By Julie Sherry
Downloading PDF. Please wait... Issue 2326

SNP faces grassroots anger over narrow vote to remain in Nato

This article is over 9 years, 8 months old
Around 100 joined an anti-Nato lobby outside the Scottish Nationalist Party (SNP) conference in Perth last Friday.
Issue 2326

Around 100 joined an anti-Nato lobby outside the Scottish Nationalist Party (SNP) conference in Perth last Friday.

The lobby came as a decisive vote took place on the conference floor over whether an independent Scotland should remain a member of Nato.

A significant shift in SNP policy was narrowly voted through. That was the leadership’s controversial position—that an independent Scotland would remain a full Nato member, but would not host nuclear weapons and would get rid of Trident.

An amendment rejecting the leadership motion was defeated by 394 votes to 365. Anger at the decision has now led two SNP MSPs, John Finnie and Jean Urquhart, to quit the party.

A small number of SNP delegates, councillors and MSPs joined the anti-Nato lobby outside the conference. Anne McLaughlin, an SNP delegate, explained to Socialist Worker, “If this was a vote on whether or not we should get rid of Trident, the vote would be 100 percent to do so.

“Unfortunately some members have believed the leadership that being a Nato member doesn’t contradict this.”

Austin Sheridan, an SNP councillor, spoke to Socialist Worker just before the vote. “Clearly, if this policy passes, it’s a shift to the right—and one I don’t want to see,” he said. “Many members have done their utmost best to try and defend our anti-Nato policy.”

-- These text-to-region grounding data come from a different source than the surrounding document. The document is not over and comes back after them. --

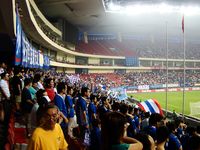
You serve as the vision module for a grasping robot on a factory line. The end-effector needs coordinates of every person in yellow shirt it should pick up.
[28,105,68,150]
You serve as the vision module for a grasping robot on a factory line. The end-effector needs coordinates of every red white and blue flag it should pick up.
[137,99,163,115]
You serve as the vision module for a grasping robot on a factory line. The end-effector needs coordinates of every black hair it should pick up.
[81,87,89,96]
[156,126,170,144]
[24,78,32,86]
[1,72,7,79]
[101,112,127,150]
[134,133,151,150]
[120,103,128,115]
[149,113,163,126]
[57,82,66,93]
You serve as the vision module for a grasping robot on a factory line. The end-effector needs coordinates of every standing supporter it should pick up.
[98,96,111,120]
[141,112,150,129]
[54,82,68,137]
[34,74,44,90]
[28,78,37,100]
[88,95,97,126]
[11,68,22,111]
[0,62,7,75]
[0,72,11,123]
[76,87,90,140]
[120,104,137,137]
[90,119,101,150]
[101,112,143,150]
[21,78,35,136]
[144,113,163,140]
[166,121,182,150]
[156,126,170,150]
[28,105,68,150]
[65,86,75,138]
[133,108,140,131]
[135,133,157,150]
[0,72,11,100]
[45,78,56,102]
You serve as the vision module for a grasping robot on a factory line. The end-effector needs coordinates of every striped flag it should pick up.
[137,99,163,115]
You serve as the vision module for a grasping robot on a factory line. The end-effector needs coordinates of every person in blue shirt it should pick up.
[54,82,68,137]
[88,95,97,126]
[90,119,101,150]
[65,86,75,138]
[144,113,163,140]
[166,121,182,150]
[76,87,90,141]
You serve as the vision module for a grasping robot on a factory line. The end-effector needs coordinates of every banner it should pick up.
[137,99,163,115]
[15,12,50,69]
[14,12,22,66]
[110,87,128,101]
[43,55,50,69]
[138,85,149,90]
[22,31,29,67]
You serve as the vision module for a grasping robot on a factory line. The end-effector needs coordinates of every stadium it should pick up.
[0,0,200,150]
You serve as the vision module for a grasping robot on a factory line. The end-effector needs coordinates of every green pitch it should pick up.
[129,91,200,117]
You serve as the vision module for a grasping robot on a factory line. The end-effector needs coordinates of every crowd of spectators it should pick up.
[0,64,200,150]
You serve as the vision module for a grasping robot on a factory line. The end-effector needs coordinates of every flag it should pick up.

Another delegate, Drew McGowan, said, “We’re not the rebels. The leadership are the rebels—they’re the ones going against a 30 year SNP policy.

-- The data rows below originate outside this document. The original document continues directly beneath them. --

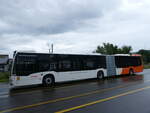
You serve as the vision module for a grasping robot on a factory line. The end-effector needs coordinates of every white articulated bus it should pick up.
[10,52,143,87]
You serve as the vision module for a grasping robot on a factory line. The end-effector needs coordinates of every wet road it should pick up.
[0,70,150,113]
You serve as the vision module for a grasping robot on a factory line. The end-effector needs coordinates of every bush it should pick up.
[0,72,10,82]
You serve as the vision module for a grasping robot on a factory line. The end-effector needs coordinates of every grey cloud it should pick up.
[0,0,118,35]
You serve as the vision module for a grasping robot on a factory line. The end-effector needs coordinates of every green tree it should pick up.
[121,46,132,54]
[94,43,132,55]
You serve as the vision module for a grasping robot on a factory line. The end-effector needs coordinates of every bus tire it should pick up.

“At one time not so long ago we were the party that was leading in CND—but now I fear our party will be who CND protests against. This move is part of a neoliberal agenda.”

Sandra White, an SNP MSP, told Socialist Worker, “I am against joining Nato. It’s a nuclear alliance with a first strike policy. There’s not need to change the SNP’s opposition. If we join Nato, we won’t be able to get Trident removed. The position being argued doesn’t make sense.”

David Banks is a student who had come through on the bus from Edinburgh to join the lobby. He said, “If Scotland goes for independence, we need to see that it’s not just going to be more of the same. Nato has a bloody history of violence and occupation—we don’t want to be a part of it.”

The lively lobby chanted, “Ho Salmond, Ya Rocket—Get Us Out Of Nato’s Pocket”, and “No to Nato’s aggression—Please Vote NO in This Session”, as delegates made their way into the session to debate and vote.